Mailloux, who is also vice president of operations and chief information officer at Ferguson Perforating Inc., Providence, R.I., says perforated metal is experiencing growth in nearly all market segments. “Based upon early results and forecasted figures, it appears the fiscal policies and incentives that have been put in place in the U.S. have stimulated the manufacturing industry,” he says.
As for specific applications, the major end markets for expanded and perforated metal are moving in the right direction. The construction industry, one of the largest consumers of these metals, has been very active, according to Farley, who notes that the Architecture Billings Index has reported expansion in that sector each of the first four months of 2018. Similarly, he says other economic indicators suggest that business is picking up for companies that manufacture equipment in the construction, transportation, agricultural and energy industries.
“We came into this year with some very optimistic forecasts, but even beyond 232 there’s some really good market demand out there that I think will translate to a good second half of 2018,” Farley says, noting that tariffs on steel and aluminum could potentially create some supply-side issues. “There could be some challenges going forward if there’s a lack of imports coming in. When we get some more clarity on the 232, I think that will certainly address some of those concerns.”
Gilboy, who is also president of Hopkins, Minn.-based Spantek Expanded Metal, thinks the tariffs and their potential global impact is a major “unknown” factor in the industry. So far, he says the biggest effect of Section 232 has been added cost.
“That cost increase is being created by the mills and passed onto processors like expanded metals manufacturers, who have to pass it onto their customers,” Gilboy says. “That will provide an incentive to bring finished fabricated products in from offshores, as opposed to raw materials.
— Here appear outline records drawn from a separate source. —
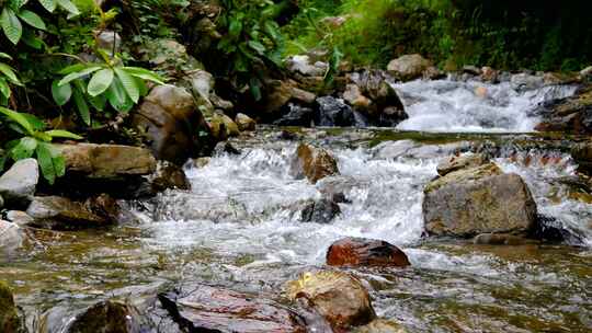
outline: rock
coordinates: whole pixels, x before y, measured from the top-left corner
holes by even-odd
[[[493,163],[462,169],[432,181],[424,190],[423,216],[431,234],[528,232],[536,204],[524,181]]]
[[[0,332],[24,333],[26,332],[19,318],[12,291],[8,285],[0,280]]]
[[[119,145],[57,145],[66,160],[66,171],[91,179],[147,175],[156,170],[148,149]]]
[[[366,288],[357,278],[342,272],[305,273],[289,282],[286,291],[292,300],[306,299],[338,332],[376,318]]]
[[[423,71],[431,66],[432,62],[421,55],[405,55],[391,60],[387,71],[400,80],[408,81],[421,78]]]
[[[335,159],[325,149],[300,143],[291,163],[291,175],[307,177],[312,184],[319,180],[339,174]]]
[[[352,333],[407,333],[407,330],[396,322],[378,318],[367,325],[356,328]]]
[[[72,202],[59,196],[37,196],[26,209],[32,226],[53,230],[107,227],[123,221],[125,214],[109,195]]]
[[[355,117],[352,108],[343,103],[343,100],[338,100],[332,96],[323,96],[317,99],[318,115],[315,123],[318,126],[353,126]]]
[[[249,117],[243,113],[238,113],[235,117],[235,123],[237,124],[240,131],[246,130],[255,130],[257,123],[253,118]]]
[[[159,299],[184,332],[307,332],[297,313],[257,295],[198,285]]]
[[[315,222],[327,225],[341,214],[341,208],[332,199],[319,199],[308,204],[301,211],[303,222]]]
[[[440,175],[446,175],[451,172],[458,171],[460,169],[470,169],[483,165],[489,162],[489,159],[480,153],[466,153],[463,156],[452,156],[442,160],[436,171]]]
[[[104,49],[107,54],[117,54],[122,48],[122,37],[114,31],[104,30],[95,37],[96,47]]]
[[[35,194],[39,169],[35,159],[24,159],[0,176],[0,195],[9,203],[26,204]]]
[[[345,238],[329,246],[327,264],[330,266],[406,267],[409,259],[399,248],[378,240]]]
[[[159,160],[182,165],[213,148],[209,128],[183,88],[158,85],[132,114],[132,126]]]
[[[139,311],[123,301],[99,302],[73,319],[67,333],[145,333],[153,332],[151,323]]]
[[[159,161],[157,170],[148,177],[155,193],[164,190],[191,190],[191,183],[183,169],[168,161]]]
That’s our fear for the industry.”
In response to those concerns, the National Association of Architectural Metal Manufacturers – the parent organization of EMMA – is reaching out to legislators directly. “NAAMM is going to draft a letter for all association members to send to their representatives appealing to them so that they understand the downstream impact this has on a much larger base of manufacturing than just steel mills,” Gilboy says.
“The consumers of steel employ about 10 times the number of people in North America that steel production does,” he adds. “The tariffs are intended to protect and enhance the performance of steel producers, but it’s really hurting steel consumers and processors.”
Despite this, the general mood is still positive among manufacturers and distributors of expanded and perforated metal, Gilboy included. “The general economy and manufacturing outlook is fairly strong throughout this year and next year,” he says.